ABU DHABI • Max Verstappen has defended his actions in confronting and shoving Esteban Ocon after the pair clashed at the Brazilian Grand Prix nearly two weeks ago, and insisted that he had "no regrets".
During a tense press conference on Thursday in Abu Dhabi, the Dutchman claimed that strong emotions were a part of sport and that drivers were not robots.
The 21-year-old was in the lead at Interlagos when Ocon attempted to unlap himself in his Force India.
They collided and Verstappen spun and took damage, losing his place and the race to Mercedes' five-time Formula One world champion Lewis Hamilton.
The Red Bull driver then confronted Ocon in the weigh-in room and the pair exchanged words that led him to repeatedly shoving the Frenchman. Verstappen received a two-day community service order from governing body FIA (International Automobile Federation) but defended himself stoutly.
"We are all here to win and you are in that position, then it gets taken from you. It's not nice," he said. "Emotions can then take over and I think it is really normal (to react like that). We are not robots. We have emotions.
"What do you expect me to do? Shake his hand, thank you very much for being second instead of first?"
He also suggested Ocon goaded him, saying: "You guys don't hear what is said on the scales, you just see me pushing, but if you understand the whole conversation, you will see it a bit differently.

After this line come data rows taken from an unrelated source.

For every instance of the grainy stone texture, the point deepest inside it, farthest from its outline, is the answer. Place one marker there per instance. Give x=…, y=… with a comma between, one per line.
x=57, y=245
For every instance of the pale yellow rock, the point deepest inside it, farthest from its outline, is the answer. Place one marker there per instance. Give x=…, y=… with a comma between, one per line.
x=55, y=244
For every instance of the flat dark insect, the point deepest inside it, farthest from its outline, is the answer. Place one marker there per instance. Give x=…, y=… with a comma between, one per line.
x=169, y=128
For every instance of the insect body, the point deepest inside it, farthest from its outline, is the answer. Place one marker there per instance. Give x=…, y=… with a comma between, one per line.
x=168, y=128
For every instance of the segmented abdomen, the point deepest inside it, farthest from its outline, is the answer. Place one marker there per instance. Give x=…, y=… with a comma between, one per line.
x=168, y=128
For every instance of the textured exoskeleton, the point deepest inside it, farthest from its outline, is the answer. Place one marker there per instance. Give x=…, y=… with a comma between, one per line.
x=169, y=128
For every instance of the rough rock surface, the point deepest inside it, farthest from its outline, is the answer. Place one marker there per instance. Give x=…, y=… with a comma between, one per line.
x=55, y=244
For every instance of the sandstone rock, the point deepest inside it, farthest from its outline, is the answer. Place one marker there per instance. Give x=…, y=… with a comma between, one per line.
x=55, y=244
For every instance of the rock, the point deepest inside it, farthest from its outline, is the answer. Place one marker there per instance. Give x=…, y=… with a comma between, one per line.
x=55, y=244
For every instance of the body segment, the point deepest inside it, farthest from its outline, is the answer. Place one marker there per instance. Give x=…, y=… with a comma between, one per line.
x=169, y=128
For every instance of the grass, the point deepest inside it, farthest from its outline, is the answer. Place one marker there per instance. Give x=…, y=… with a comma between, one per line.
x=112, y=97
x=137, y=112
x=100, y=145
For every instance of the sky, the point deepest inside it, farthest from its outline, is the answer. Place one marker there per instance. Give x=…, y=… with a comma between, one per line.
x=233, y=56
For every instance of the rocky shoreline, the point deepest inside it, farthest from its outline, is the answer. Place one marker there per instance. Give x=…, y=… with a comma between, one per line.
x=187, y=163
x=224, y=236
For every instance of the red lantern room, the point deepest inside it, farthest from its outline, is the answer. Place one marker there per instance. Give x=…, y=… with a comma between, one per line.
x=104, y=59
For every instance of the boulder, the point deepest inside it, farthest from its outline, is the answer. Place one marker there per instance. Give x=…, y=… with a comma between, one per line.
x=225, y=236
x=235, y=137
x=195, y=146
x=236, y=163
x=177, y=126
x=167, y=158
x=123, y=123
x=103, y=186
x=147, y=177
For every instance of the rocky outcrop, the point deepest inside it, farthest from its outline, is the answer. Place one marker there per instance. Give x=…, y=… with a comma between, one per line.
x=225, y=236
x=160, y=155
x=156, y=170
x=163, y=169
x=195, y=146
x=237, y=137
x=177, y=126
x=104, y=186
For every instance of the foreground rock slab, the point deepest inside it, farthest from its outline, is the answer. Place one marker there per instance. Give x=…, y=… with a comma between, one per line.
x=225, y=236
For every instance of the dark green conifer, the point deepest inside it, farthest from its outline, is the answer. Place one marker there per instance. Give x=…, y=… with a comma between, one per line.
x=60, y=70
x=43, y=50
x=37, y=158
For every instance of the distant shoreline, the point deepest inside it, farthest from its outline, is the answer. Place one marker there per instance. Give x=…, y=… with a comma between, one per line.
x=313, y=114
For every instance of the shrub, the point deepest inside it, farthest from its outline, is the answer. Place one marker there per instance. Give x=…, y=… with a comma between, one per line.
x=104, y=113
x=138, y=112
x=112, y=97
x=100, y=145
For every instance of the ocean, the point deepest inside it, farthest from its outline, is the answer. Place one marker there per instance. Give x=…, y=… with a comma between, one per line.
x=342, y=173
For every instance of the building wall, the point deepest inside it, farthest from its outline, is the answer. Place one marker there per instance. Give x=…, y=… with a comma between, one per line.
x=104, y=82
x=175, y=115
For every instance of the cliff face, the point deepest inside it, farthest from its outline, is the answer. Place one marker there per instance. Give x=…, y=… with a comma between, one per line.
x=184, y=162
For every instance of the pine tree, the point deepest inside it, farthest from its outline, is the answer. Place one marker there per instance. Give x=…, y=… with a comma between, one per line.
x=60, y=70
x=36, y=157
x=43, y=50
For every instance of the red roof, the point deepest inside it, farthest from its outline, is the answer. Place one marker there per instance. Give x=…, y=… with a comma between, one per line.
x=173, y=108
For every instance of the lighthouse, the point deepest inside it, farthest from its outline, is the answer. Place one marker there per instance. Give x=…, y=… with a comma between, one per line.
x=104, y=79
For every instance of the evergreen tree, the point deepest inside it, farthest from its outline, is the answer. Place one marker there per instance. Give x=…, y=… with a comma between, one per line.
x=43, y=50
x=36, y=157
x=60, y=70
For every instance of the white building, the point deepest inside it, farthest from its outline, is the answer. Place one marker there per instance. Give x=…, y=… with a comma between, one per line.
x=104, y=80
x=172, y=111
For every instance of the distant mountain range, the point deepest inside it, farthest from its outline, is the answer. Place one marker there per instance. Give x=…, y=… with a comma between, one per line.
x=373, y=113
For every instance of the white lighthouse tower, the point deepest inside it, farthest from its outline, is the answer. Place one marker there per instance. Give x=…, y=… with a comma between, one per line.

"It was something I didn't expect to hear. It doesn't matter what it was at the end of the day because it clearly p****d me off."
Asked if he now regrets his actions, he said: "No. Not really. I was after an apology and I got a bit of a different response."
Ocon wanted to draw a line under the events in the build-up to the season finale this weekend.
"I think we have to move forwards," he said. "We can't change the past. I'm sure, even if Max said the opposite, he would like to come back on what he did after the race."
Verstappen was backed by Sebastian Vettel, however. "We are human beings and emotions go both ways," the Ferrari driver said.
"They go full of joy when something good happens and they probably swing the other way if you're not happy or upset. I think it's clear that we're here to fight for something that means the world to us."
Meanwhile, Hamilton praised one of his most bitter rivals before adding that he and Formula One will miss the retiring Fernando Alonso. "We've had good times and bad times," said the Briton, teammates with the Spaniard at McLaren in 2007 . "We've grown.
"He achieved incredible things before I got here. It's been a privilege to be in an era where he was racing.
"Will I miss him? Yeah. I think the sport will miss him."
Alonso will be aiming next year to become only the second man, after Briton Graham Hill, to claim motor sport's Triple Crown. He will hope to add a triumph in the Indianapolis 500, with McLaren, to his wins at the Monaco GP and 24 Hours of Le Mans.